Sh’mot: The Women’s March and the Burning Bush

Z
IfNotNow Torah
Published in
3 min readJan 20, 2017

Jacob Friedman is with IfNotNow NYC.

The Torah calendar radically rejects the temporality of the market in favor of something much more powerful- a story that connects us to our ancestors, and a parasha (portion) that we read on a set date. And this week, on the dawn of both Trump’s presidency and the Women’s March, the result is staggering. This week’s portion, Sh’mot (Names), is the first reading of Exodus- the start of our long march towards liberation. Sh’mot witnesses women resist Pharaoh, save Moses, and help him receive the most potent symbol of Jewish rebellion: the burning bush.

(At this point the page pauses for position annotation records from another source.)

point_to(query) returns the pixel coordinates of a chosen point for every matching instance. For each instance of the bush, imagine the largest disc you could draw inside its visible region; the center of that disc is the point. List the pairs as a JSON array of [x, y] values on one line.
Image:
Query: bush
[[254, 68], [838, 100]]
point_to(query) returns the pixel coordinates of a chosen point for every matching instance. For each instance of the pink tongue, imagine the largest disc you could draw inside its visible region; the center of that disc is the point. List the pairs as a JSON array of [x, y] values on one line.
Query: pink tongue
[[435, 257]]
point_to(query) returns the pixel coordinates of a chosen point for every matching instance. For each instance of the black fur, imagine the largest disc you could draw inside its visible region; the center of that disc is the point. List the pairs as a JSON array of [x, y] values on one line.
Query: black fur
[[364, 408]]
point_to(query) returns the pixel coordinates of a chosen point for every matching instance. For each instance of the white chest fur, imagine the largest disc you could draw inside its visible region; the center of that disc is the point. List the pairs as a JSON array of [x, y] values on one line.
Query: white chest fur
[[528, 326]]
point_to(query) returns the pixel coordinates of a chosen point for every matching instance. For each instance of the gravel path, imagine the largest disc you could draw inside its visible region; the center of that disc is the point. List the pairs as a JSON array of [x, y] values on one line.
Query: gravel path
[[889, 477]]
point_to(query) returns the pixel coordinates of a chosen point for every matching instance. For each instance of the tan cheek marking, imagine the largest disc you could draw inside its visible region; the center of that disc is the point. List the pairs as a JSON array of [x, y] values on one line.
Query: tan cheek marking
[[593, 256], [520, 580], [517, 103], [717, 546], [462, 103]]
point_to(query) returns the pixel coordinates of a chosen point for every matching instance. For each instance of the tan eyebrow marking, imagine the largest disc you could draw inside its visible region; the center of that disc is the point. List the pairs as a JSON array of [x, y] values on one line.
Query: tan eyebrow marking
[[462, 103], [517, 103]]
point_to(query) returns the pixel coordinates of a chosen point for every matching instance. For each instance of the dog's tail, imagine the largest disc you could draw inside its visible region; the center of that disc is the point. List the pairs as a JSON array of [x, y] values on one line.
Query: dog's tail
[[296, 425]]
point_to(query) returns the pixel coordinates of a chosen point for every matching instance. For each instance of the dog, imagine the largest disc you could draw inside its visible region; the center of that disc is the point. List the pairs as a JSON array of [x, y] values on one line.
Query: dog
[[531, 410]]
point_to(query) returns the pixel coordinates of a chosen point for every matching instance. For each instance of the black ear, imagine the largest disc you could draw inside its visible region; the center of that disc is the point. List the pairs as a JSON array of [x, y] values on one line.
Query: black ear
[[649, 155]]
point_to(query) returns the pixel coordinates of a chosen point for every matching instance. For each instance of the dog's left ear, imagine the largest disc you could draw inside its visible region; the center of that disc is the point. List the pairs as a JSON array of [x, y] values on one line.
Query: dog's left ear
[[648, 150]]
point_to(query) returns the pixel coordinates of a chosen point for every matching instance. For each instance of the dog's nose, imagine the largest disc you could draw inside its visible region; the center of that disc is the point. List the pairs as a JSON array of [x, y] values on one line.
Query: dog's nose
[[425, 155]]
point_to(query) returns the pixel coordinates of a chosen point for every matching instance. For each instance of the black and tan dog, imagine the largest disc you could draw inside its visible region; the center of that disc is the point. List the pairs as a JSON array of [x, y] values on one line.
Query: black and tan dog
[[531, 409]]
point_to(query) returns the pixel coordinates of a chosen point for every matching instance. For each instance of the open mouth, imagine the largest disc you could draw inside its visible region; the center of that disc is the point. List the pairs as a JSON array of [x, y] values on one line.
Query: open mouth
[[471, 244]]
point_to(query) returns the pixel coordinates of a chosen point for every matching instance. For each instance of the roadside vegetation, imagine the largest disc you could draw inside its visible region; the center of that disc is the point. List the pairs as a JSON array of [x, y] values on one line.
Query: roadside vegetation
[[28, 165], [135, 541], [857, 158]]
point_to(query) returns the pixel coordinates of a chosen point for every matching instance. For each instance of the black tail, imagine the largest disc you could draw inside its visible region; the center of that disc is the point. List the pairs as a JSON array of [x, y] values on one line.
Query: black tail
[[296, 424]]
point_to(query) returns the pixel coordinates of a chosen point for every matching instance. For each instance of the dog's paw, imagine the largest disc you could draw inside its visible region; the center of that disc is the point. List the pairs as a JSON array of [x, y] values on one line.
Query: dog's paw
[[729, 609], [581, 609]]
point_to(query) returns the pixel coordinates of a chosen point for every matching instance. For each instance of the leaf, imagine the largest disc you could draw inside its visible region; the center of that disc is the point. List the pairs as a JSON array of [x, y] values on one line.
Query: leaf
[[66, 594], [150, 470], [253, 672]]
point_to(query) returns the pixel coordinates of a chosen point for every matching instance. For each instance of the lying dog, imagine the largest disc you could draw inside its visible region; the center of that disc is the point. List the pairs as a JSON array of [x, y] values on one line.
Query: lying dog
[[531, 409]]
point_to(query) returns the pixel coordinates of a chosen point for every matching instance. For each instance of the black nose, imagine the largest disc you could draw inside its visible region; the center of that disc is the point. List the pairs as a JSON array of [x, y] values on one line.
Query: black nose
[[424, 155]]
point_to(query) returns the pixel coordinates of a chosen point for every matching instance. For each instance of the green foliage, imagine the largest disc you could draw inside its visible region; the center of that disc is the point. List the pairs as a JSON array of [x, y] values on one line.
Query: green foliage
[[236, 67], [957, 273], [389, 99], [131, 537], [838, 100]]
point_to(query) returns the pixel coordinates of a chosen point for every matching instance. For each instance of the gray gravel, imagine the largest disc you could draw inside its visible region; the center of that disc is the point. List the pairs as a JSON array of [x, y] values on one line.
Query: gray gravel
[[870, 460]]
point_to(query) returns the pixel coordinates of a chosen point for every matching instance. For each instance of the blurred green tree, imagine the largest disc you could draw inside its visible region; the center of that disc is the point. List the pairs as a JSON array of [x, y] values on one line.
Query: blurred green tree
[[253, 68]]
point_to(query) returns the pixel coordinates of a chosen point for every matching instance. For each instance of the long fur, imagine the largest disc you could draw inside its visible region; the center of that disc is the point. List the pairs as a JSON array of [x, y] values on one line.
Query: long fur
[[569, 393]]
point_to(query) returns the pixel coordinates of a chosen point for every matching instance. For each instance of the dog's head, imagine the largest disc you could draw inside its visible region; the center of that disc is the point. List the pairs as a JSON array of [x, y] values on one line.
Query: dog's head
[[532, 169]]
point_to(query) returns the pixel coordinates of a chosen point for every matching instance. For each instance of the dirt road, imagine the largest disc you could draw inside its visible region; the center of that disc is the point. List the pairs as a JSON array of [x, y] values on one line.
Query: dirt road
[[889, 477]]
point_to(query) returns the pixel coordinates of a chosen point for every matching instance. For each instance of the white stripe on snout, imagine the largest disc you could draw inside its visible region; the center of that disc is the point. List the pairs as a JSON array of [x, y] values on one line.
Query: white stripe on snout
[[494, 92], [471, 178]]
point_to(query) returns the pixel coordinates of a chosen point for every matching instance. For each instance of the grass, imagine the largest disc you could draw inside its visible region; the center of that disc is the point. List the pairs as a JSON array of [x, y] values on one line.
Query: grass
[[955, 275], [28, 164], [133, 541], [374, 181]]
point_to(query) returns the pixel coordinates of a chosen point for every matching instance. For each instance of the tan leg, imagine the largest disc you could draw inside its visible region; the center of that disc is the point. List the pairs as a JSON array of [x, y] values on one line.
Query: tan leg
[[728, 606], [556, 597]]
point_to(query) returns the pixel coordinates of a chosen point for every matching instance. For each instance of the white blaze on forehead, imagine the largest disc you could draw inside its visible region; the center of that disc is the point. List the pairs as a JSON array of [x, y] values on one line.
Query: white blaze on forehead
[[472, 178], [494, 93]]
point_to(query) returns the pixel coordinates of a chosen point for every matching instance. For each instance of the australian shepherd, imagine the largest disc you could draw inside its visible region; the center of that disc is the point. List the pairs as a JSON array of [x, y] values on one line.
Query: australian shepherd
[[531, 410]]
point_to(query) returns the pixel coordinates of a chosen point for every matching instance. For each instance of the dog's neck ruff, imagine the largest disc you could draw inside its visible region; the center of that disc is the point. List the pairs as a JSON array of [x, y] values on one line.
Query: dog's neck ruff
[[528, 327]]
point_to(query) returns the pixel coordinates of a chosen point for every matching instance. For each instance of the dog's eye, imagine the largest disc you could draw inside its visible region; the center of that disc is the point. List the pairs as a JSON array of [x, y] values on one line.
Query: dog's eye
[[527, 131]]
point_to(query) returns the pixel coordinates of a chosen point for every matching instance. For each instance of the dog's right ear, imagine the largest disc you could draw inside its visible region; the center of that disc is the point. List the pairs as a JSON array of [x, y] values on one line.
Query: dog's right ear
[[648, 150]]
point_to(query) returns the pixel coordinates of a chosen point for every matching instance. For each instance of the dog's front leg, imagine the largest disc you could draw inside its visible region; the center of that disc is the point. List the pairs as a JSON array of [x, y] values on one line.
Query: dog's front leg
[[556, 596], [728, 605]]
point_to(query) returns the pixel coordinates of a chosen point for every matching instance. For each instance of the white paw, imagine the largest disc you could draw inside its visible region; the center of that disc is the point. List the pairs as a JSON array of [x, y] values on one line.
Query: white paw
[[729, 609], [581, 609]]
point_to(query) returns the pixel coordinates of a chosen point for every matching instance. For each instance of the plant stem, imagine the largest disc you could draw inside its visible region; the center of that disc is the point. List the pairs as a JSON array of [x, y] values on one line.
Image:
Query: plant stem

To honor the march, I’m going to focus on the bravery of women, who execute nearly every successful act of resistance in Sh’mot, ultimately making it possible for the people Israel to meet יהוה (we don’t pronounce this name, and say Adonai, Hashem, God, or something else instead), the liberating force who continues to inhabit us.

Story time!

At the start of Sh’mot, fearing a growing Israelite population and a potential slave uprising, Pharaoh orders the Hebrew midwives Shiphrah and Puah to kill all Hebrew baby boys. But Shiphrah and Puah let the boys live, brashly telling the Egyptian emodiment of empire that the Hebrew women are so vigorous that they give birth before a midwife can stop them. Pharaoh counters by demanding that all Israelites, not just the midwives, be responsible for killing baby boys, this time by throwing them in the Nile. But Jochebed, called simply “a woman” in Sh’mot, resists. First, she hides her son for three months. Then, unable to hide him any longer, she waterproofs a wicker basket, puts him in it, and places it in the Nile as her daughter Miriam watches. Pharaoh’s own daughter Bithiah finds the basket, sends a slave girl to fetch it, and takes pity on the boy, who she knows to be Hebrew. Then Miriam approaches with a plan to reunite her family. She asks Bithiah if she needs a Hebrew wet nurse for the boy, and when she says yes, Miriam fetches her mother, who weans the boy, her biological son, before bringing him back to Bithiah to be raised. She names him “Moses,” meaning, “I drew him out of the water.”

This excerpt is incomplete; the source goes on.